Kyle Samani, the Managing Partner at Multicoin Capital, laid down his reasons for why 5 of the top 10 cryptocurrencies are securities. This comes after the SEC took a somewhat concrete stance on the position of cryptocurrencies as securities.
During Yahoo Finance’s All Markets Summit, William Hinman from the SEC said:
“If the network on which the token or coin is to function is sufficiently decentralized – where purchasers would no longer reasonably expect a person or group to carry out essential managerial or entrepreneurial efforts – the assets may not represent an investment contract.”
Taking up this quote, Samani set out to determine which of the top 10 cryptocurrencies were securities. This quote is a concrete determinant of what the SEC considers a security, especially in the cryptocurrency space. Samani established his argument with the definition of decentralization as stated by the Balaji Srinivasan, CTO of Coinbase. Srinivasan divided a blockchain into six essential subsystems which determine whether it is centralized or not.
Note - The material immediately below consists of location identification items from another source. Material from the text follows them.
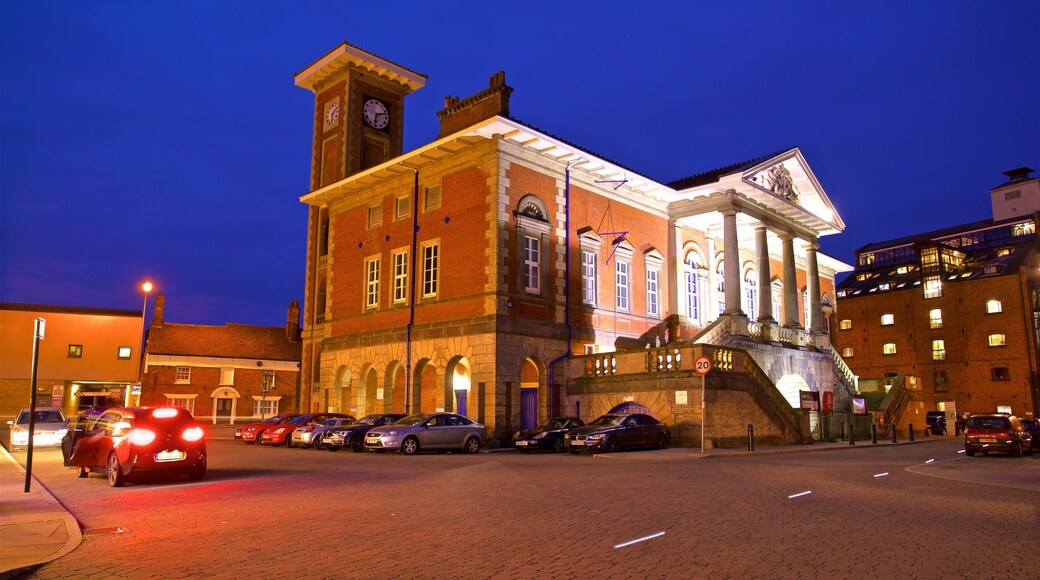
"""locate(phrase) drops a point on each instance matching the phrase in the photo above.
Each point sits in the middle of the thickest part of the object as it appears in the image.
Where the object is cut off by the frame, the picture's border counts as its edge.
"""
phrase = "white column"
(789, 283)
(731, 262)
(812, 281)
(762, 265)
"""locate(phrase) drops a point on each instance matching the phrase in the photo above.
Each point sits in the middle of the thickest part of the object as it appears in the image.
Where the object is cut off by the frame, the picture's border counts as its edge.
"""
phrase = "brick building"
(504, 273)
(225, 374)
(947, 319)
(88, 357)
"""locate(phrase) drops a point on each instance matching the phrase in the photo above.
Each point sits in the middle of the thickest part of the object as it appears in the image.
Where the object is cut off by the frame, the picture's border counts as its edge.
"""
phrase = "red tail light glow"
(192, 433)
(141, 437)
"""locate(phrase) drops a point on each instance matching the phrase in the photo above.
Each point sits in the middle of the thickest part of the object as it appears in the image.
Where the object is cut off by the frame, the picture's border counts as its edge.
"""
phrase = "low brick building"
(224, 374)
(947, 320)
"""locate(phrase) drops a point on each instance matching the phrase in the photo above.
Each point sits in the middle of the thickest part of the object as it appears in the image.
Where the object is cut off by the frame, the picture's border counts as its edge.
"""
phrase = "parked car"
(996, 431)
(251, 432)
(353, 436)
(49, 425)
(125, 443)
(1033, 426)
(312, 433)
(277, 435)
(549, 435)
(429, 430)
(614, 432)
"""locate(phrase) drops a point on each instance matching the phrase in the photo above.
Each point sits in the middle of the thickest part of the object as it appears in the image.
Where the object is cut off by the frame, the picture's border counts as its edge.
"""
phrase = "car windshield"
(989, 423)
(412, 419)
(608, 420)
(48, 416)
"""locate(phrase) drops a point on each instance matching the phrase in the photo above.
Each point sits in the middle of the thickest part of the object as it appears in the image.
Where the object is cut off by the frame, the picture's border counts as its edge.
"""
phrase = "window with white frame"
(372, 282)
(400, 277)
(183, 375)
(938, 349)
(589, 278)
(531, 268)
(621, 271)
(431, 268)
(751, 294)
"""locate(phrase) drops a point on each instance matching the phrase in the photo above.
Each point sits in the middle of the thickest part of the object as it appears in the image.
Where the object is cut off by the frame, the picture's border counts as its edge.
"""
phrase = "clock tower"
(359, 123)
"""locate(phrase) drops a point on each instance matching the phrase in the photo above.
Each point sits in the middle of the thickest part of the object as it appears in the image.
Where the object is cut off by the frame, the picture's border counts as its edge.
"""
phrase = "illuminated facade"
(494, 269)
(947, 320)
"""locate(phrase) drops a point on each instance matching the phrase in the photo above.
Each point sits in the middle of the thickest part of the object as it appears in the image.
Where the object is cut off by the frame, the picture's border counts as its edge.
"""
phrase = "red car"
(277, 435)
(251, 432)
(127, 442)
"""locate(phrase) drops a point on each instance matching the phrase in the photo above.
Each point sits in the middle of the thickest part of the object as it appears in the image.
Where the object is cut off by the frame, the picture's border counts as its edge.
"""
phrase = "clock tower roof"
(345, 55)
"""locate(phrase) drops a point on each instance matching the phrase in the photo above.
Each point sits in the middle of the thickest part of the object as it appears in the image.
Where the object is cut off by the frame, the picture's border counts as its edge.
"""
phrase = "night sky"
(167, 141)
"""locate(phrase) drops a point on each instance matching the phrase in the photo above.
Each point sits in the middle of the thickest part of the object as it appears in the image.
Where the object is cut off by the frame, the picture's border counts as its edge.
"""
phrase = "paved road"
(311, 513)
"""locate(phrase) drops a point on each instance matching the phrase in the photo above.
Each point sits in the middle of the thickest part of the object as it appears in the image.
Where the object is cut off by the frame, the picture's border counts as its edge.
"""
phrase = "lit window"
(183, 375)
(935, 318)
(372, 283)
(531, 270)
(933, 287)
(431, 269)
(653, 309)
(938, 350)
(589, 278)
(621, 277)
(399, 277)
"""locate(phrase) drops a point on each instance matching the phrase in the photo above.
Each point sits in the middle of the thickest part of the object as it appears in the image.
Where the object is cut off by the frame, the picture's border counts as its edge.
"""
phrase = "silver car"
(311, 433)
(429, 430)
(49, 426)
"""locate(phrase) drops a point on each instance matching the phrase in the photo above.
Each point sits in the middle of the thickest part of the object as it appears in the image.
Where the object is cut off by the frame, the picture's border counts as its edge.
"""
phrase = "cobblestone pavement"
(264, 511)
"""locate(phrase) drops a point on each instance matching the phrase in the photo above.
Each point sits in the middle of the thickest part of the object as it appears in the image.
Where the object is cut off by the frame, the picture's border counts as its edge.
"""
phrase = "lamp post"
(147, 288)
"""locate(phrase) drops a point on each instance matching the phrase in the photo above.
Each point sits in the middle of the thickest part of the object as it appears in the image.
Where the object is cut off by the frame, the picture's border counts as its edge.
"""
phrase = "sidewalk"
(35, 528)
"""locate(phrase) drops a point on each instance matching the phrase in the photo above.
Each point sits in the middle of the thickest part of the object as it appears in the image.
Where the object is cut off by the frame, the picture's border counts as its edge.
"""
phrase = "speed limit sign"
(702, 365)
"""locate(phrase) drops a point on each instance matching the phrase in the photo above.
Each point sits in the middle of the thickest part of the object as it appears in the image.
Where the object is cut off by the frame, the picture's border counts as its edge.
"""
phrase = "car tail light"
(141, 437)
(192, 433)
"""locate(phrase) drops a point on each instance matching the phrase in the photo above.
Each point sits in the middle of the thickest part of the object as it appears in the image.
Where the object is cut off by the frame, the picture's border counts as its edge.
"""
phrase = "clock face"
(332, 113)
(375, 113)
If one of these 6 is centralized, then the system is centralized.
After establishing this, Samani considered the decentralization of a blockchain by the number of implementations built by independent teams. This was in response to the second part of the SEC’s statement.
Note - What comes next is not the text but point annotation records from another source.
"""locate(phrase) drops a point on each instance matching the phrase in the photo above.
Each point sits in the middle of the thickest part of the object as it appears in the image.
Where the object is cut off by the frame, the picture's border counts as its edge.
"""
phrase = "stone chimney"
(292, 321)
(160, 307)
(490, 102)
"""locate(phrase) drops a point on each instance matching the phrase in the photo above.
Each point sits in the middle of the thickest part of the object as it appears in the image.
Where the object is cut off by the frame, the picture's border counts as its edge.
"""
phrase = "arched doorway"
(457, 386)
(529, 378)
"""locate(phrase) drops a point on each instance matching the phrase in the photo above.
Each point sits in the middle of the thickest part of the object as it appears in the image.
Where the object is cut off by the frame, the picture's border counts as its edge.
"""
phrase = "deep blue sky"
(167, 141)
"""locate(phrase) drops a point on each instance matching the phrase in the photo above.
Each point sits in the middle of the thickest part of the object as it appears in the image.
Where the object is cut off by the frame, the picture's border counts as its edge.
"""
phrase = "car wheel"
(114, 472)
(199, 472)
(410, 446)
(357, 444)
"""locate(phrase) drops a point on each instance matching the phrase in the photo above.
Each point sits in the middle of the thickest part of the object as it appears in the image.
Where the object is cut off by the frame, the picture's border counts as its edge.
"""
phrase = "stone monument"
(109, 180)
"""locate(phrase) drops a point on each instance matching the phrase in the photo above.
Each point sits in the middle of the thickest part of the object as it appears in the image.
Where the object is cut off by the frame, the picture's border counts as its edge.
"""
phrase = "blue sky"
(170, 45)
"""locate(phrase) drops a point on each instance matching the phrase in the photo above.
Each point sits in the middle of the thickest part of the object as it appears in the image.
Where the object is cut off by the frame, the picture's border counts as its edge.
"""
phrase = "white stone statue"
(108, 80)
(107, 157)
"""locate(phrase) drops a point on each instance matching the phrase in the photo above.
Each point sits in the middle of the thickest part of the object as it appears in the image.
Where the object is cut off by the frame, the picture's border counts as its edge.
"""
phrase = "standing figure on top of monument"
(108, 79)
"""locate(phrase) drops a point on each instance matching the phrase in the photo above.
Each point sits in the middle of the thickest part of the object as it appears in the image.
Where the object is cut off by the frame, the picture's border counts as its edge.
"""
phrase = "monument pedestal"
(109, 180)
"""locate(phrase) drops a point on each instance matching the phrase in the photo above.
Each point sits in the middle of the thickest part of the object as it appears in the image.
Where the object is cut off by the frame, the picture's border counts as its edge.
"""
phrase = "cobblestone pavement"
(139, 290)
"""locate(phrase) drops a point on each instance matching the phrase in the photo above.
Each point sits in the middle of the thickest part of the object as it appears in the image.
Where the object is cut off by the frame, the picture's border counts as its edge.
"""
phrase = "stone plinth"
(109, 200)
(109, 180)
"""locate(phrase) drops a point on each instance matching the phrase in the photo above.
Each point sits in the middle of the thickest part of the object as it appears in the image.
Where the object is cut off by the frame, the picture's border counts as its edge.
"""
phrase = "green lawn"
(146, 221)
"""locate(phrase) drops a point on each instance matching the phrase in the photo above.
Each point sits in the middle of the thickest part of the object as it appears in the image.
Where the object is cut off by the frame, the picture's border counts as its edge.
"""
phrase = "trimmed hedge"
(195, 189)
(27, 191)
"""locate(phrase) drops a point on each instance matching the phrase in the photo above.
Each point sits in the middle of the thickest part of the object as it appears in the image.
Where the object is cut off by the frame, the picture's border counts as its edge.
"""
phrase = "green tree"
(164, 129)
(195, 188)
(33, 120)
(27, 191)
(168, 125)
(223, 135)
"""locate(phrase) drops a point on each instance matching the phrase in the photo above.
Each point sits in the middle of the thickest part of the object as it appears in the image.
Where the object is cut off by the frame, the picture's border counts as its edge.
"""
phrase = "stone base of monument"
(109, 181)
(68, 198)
Ethereum [ETH] was determined to not be a security, due to the multiple implementations of the client. While the Ethereum Foundation created 3 of the 4 most widely used implementations, namely Geth, py-Eth, and cpp-Eth, the Parity Foundation created Parity. The Parity client involves 1/3rd of the market share, making Ethereum sufficiently decentralized. Samani said:
“Or if you think about it another way, let’s say that we could instantly destroy all Ethereum clients produced by the Ethereum Foundation, would the Ethereum network still run? Yes.”
He went on to explore the other avenues of decentralization as stated by the Srinivasan. With all significant PoW coins currently being mined by less than 20 mining pools, the requirement for decentralization was satisfied. Non-PoW coins, however, are subject to Sybil attacks.
Sybil attacks are when a reputation system on a blockchain is subverted by forging identities. Coins running on validator nodes are especially vulnerable to these kind of attacks.
Samani stated that Litecoin [LTC], Bitcoin Cash [BCH], and Ethereum Classic [ETC] were not securities due to their similarities to Bitcoin and Ethereum, which were already declared as not being securities.
On Ripple [XRP], he said that it was “almost certainly a security”, as there was only 1 implementation, and because Ripple owns 60% of all XRP tokens. The network also exists to facilitate transactions driven from Ripple’s software, and the tokens are sold on an open market. According to Samani, this qualifies Ripple as a security.
He stated that Stellar Lumens [XLM] is also a security, due to there being only 1 implementation and the Stellar Foundation holding 90% of all tokens.
He also said IOTA [MIOTA] and Tron [TRX] were securities. He assumed that Cardano [ADA] has only one implementation, and confessed to not knowing how many tokens the foundation behind it owned.
On EOS [EOS], Samani said:
“EOS – only 1 implementation. B1 [Block.one] owns 10% of tokens. B1 clearly did not launch the chain. If I were B1, I’d encourage the community to build another EOS implementation. This, combined with the fact that BPs clearly are independent businesses, could make EOS a utility quickly.”